An Iranian-born Montreal man faces three criminal charges in an alleged attempt to board a Los Angeles-bound plane with bomb-making components in his carry-on luggage, Canadian media reported Monday.

Antony Piazza, 71, appeared in court a day after his arrest at Pierre Trudeau International Airport to be charged with possession of an explosive substance, attempting to transport an explosive substance on an airplane and mischief by endangering the safety of an airport or aircraft, the Toronto Star reported.

Conviction on the charges would carry a maximum sentence of 10 years, news reports said, quoting Crown Prosecutor Alexandre Gauthier.

Piazza was born in Iran and was named Houshang Nazemi until he legally changed it after a mid-1980s drug-trafficking conviction and 10-year prison sentence, the Star said.

Canada's CTV News and the National Post quoted an attorney for Piazza, Louis Morena, as saying after the Montreal court appearance that his client was given the bag by someone at the airport.

Piazza was to return to court for a bail hearing Tuesday, following objections by Gauthier to his possible release.

"The investigation is still ongoing and it’s hard to tell what’s going to come out of it right now,” Gauthier said.

Piazza was arrested at the airport after routine security screening turned up suspicious objects in his luggage that Montreal police spokesman Ian Lafreniere said were all the components for a bomb except for the explosive compound. All passengers waiting to board the flight on which Piazza was booked were searched again and questioned, to determine whether he might have had an accomplice carrying the explosive material, Lafreniere said.
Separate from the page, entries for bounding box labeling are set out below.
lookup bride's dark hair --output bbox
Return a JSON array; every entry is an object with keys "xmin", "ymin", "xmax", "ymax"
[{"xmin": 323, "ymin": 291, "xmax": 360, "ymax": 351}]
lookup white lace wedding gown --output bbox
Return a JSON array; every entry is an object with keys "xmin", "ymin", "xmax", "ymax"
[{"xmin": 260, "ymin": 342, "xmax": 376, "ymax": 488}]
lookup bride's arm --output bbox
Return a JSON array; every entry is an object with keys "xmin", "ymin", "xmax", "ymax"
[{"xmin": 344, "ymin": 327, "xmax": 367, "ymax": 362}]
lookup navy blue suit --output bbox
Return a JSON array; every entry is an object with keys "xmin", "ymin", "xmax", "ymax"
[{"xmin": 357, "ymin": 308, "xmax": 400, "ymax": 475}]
The incident paralyzed the Montreal airport for much of Sunday and also prompted evacuation and search of the suspect's home in the LaSalle suburb of west Montreal.

Police reported taking some documents from the home search but finding "nothing obvious," the Star reported.

The Montreal Gazette referred in its Monday coverage to a 2006 interview that Piazza, then still going by Nazemi, gave to La Presse about the video business he founded in Montreal three years after fleeing Iran in 1979 to escape the Islamic Revolution. He told the French-language newspaper that his videos catered to fellow exiles nostalgic for the days when the country was ruled by the shah.